Like almost all audio nuts, I had picked up most of whatever early information I had from various sources, some of the most fruitful being the question sections of various magazines. Joseph Giovanelli and Herman Burstein offered scads of useful stuff in Audio magazine, as did Norman Eisenberg in High Fidelity. A relative latecomer to this group was the "Q&A" column in Stereo Review, written by Larry Klein. Of these, Klein's effort was probably the most influential, if only because Stereo Review was by far the largest magazine (as is its successor, Sound & Vision).
In 1984, I had begun to write for Stereo Review on a casual basis, contributing mostly the usual how-to-buy-a-speaker stuff, as well as a couple of pieces that still infuriate the more ardent subjective audiophiles. One of these reported on a series of experiments that sought to discover the exact nature of sound differences between CD players (we didn't find any, as long as the machines were not actually broken).
The other suggested that audio amplifiers didn't really exhibit distinctive sound characteristics if they were working properly. You can still find the outfall from that article on the Internet almost twenty years later.
Then, one summer afternoon, SR's editor-in-chief William Livingstone called me to tell me that the magazine and Larry Klein had parted company, and to ask if I would be interested in taking over "Q&A".
Would I be interested in rewriting the Bible or the Koran?

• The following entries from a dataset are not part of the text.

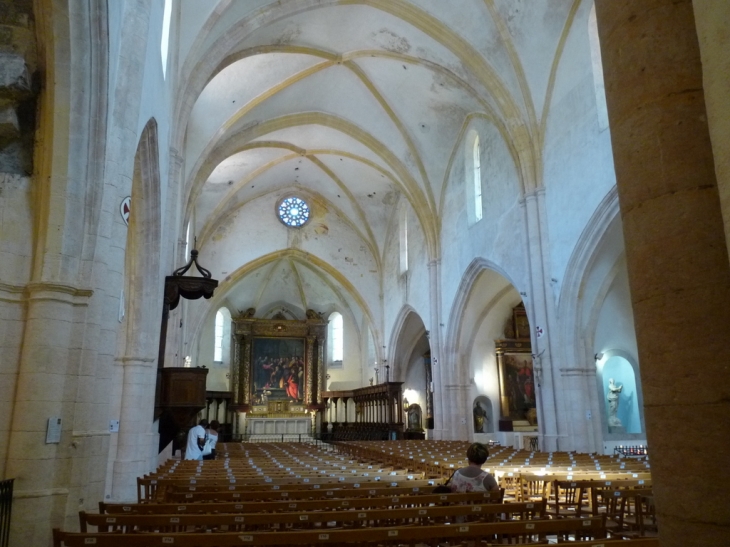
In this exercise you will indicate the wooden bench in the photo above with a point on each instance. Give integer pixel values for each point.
(537, 530)
(312, 519)
(287, 505)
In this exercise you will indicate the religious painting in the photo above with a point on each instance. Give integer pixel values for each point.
(517, 383)
(415, 418)
(278, 366)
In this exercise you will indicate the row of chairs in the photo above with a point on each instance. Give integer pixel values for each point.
(399, 509)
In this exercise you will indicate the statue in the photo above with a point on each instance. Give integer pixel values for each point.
(612, 397)
(311, 314)
(480, 417)
(414, 418)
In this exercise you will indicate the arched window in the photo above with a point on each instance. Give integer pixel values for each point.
(598, 85)
(477, 179)
(473, 177)
(404, 240)
(165, 40)
(218, 347)
(336, 337)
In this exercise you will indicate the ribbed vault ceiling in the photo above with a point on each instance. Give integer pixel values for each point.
(357, 105)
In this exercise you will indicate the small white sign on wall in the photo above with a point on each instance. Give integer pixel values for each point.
(53, 433)
(125, 209)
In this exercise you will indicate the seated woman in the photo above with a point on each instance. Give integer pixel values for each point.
(212, 433)
(473, 478)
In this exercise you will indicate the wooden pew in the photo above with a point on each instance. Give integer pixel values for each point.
(286, 505)
(537, 530)
(426, 515)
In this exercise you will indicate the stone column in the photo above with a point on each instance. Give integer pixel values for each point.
(677, 258)
(436, 344)
(538, 302)
(48, 373)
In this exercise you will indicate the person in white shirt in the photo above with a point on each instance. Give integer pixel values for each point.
(196, 441)
(212, 433)
(473, 478)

Sure thing! I started in the fall of 1986 and am still doing it. One thing I couldn't have predicted however, was that they would want to illustrate the column with a drawing of my face, derived from several photos I sent. I was assured that the artist did caricatures for the New York Times, so I had nothing to worry about.
The resulting drawing (above), I hasten to assure anyone who cares, looks nothing like me (even 20 years ago), but it did have its good side: nobody ever recognized and stopped me at an audio show for as long as the illustration ran.